Roughly 69 percent of the U.S. heating oil market - or about 4 billion gallons per year - is located in the northeast region. Bioheat can cost slightly more per gallon (usually several cents per gallon) than conventional heating oil, depending on the blend and the price of oil. However, heating oil consumer alliances have eliminated the additional expense, and at times the retail cost of Bioheat has been lower than regular heating oil. In addition, there are substantial local environmental and economic benefits to promoting bioheat. There is substantial local private sector interest in distributing bioheat and producing biodiesel.

Pennsylvania and Maine are using bioheat blends to heat public facilities. Rhode Island has been using bioheat in the public school system since 2002. New York provides a 1-cent per gallon consumer-side tax credit for biodiesel use in bioheat (i.e. 20 cpg credit for B20).

How should we promote the use of Bioheat?
One way to promote the use of Bioheat is to offer consumer-side state tax incentives for purchasing bioheat. New York State currently offers heating oil customers an income tax credit of 1 cent per gallon of biodiesel used for Bioheat (i.e. 20 cents credit per gallon of B20 Bioheat; 5 cents per gallon of B5 Bioheat). States could adjust the incentive, dynamically or manually, based on relative market prices of Bioheat and regular heating oil. The primary advantage of consumer incentives is the benefit is guaranteed to reach the consumer. The primary disadvantage is stakeholders must be willing to commit resources to making consumers aware of the program.

A second way to promote the use of Bioheat is to offer distributor-side incentives. Several states offer incentives to fuel wholesalers and distributors to store, blend, and distribute non-petroleum transportation fuels. For example, several states provide fuel wholesalers with a tax credit for every gallon of "biodiesel blend" sold (usually with a minimum blending percentage, e.g. 5 percent). A similar program could be implemented by northeast states.

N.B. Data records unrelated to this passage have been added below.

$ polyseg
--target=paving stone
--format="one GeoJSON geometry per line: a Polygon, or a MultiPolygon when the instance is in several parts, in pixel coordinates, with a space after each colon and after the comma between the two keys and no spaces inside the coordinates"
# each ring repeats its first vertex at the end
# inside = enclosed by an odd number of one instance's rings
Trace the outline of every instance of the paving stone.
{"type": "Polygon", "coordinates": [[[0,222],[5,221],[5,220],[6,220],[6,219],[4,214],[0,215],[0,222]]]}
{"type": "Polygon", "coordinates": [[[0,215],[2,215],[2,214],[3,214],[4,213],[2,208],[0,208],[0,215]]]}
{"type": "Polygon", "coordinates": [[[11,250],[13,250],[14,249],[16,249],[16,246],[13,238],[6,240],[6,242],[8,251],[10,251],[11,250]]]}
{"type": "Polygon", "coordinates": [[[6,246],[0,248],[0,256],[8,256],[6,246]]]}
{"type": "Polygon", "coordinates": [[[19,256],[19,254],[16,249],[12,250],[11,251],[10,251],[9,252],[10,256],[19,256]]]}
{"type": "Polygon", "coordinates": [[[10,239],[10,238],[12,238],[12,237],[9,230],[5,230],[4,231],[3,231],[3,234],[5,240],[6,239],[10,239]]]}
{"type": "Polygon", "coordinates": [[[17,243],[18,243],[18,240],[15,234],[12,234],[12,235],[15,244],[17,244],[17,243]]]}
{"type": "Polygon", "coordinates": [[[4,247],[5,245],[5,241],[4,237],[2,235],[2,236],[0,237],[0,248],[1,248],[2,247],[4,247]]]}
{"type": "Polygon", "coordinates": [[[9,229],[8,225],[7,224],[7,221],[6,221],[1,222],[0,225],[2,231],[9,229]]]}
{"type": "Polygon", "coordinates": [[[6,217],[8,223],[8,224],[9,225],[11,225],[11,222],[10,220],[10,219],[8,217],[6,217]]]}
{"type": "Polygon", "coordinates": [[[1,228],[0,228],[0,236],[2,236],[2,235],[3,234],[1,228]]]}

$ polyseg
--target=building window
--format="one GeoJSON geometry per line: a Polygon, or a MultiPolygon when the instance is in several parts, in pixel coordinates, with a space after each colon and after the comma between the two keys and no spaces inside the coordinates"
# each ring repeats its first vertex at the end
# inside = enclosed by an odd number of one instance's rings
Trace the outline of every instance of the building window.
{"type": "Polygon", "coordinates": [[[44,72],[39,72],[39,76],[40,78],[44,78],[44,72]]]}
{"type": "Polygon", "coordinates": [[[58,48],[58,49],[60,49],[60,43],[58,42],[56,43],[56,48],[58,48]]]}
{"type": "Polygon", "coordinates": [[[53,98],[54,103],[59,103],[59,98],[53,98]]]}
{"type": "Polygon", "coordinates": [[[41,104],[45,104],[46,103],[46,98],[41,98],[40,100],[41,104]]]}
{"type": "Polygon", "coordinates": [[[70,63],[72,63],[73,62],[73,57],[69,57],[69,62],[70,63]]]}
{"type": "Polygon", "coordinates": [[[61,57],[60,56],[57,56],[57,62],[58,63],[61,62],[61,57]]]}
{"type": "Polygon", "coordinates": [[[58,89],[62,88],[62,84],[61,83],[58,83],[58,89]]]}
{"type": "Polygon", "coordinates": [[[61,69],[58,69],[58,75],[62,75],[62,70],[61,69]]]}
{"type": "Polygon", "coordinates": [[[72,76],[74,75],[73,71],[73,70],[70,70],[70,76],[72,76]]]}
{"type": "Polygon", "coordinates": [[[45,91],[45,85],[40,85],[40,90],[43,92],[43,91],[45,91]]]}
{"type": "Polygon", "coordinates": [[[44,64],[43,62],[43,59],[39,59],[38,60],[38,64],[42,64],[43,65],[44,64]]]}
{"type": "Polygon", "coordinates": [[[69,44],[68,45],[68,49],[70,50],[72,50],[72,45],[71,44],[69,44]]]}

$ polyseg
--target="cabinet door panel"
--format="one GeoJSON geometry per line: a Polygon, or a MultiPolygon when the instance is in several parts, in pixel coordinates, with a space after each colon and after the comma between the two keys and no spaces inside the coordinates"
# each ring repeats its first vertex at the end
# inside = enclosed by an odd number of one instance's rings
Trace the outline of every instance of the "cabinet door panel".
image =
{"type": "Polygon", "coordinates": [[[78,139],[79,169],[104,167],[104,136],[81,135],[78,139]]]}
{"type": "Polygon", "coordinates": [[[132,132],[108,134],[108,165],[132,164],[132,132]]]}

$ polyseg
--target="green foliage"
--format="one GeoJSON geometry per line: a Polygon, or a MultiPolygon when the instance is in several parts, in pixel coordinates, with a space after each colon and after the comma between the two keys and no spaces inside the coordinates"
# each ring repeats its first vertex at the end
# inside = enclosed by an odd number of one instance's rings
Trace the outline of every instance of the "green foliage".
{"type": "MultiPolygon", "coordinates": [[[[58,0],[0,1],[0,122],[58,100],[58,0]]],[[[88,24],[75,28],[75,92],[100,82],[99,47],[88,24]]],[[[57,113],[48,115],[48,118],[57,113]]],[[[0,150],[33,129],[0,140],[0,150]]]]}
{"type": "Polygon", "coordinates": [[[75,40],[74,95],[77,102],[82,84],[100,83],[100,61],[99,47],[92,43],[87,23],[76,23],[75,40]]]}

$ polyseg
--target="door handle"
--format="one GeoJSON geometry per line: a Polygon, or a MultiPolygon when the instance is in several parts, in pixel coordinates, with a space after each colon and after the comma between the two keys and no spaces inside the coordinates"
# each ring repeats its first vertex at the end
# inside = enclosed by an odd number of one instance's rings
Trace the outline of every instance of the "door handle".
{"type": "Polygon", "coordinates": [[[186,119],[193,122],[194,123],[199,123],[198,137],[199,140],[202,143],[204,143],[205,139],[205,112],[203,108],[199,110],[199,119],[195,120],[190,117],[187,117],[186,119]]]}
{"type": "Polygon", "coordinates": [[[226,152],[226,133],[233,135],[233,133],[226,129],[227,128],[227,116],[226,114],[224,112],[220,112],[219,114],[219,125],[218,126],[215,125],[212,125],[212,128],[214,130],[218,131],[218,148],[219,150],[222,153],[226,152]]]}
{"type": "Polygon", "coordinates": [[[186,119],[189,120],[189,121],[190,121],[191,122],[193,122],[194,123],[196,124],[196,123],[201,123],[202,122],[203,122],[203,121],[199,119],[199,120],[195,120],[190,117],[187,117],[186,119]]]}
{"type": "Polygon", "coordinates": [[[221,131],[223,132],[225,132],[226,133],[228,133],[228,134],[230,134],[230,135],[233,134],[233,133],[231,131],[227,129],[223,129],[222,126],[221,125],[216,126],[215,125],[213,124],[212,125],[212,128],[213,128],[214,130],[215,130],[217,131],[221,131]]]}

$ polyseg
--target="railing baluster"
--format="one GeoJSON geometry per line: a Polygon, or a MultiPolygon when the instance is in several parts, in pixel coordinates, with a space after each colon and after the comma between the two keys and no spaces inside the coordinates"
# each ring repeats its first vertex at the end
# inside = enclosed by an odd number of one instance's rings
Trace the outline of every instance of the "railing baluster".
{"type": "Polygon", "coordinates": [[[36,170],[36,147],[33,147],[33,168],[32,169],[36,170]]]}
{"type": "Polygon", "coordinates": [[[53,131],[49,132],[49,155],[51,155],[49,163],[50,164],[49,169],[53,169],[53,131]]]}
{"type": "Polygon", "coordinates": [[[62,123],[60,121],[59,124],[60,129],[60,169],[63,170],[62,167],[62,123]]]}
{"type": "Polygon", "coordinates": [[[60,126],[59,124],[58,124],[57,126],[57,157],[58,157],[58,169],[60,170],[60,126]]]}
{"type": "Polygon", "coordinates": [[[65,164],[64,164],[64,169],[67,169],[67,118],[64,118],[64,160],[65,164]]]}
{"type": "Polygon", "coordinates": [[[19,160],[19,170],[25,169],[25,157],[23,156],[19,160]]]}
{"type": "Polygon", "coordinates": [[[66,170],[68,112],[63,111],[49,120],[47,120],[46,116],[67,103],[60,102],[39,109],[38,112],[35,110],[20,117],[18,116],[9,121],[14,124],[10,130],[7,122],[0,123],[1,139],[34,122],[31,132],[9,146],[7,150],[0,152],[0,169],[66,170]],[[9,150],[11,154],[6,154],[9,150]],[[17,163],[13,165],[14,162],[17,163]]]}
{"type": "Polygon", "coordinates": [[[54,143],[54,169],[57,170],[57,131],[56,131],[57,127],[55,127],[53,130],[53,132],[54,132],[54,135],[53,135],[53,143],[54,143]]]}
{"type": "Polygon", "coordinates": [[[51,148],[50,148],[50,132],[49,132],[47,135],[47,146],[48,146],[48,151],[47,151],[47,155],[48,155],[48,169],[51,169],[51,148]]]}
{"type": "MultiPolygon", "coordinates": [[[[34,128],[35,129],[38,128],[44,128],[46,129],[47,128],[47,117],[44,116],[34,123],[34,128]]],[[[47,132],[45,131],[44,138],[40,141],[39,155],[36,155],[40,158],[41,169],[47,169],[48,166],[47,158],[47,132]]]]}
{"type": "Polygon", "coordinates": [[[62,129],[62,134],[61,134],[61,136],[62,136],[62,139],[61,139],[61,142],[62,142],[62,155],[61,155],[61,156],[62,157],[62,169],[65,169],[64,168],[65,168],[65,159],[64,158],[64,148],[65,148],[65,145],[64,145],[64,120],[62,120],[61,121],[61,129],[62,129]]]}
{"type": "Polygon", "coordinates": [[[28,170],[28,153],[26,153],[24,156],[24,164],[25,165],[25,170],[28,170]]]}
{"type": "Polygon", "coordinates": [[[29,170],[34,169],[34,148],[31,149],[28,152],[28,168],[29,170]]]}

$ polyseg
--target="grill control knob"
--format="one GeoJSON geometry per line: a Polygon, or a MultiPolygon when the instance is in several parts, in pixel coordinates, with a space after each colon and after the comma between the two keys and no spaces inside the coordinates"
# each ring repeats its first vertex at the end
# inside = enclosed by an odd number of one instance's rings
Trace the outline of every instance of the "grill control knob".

Like the consumer-side tax incentive, it could be dynamically or manually adjusted to create price parity with regular heating oil. The primary advantage of this approach is wholesalers are the decision-makers in the sector, and are in the best position to change the market. The primary disadvantage of this approach is there is no guarantee that savings will be passed on to the consumer.

Of course, such incentives would be far less important if the state or region enacts a fuel performance standard (e.g. Renewable Fuels Standard) that encompasses the heating oil markets. A performance standard would spur infrastructure investments as a natural consequence of predictable market demand increases.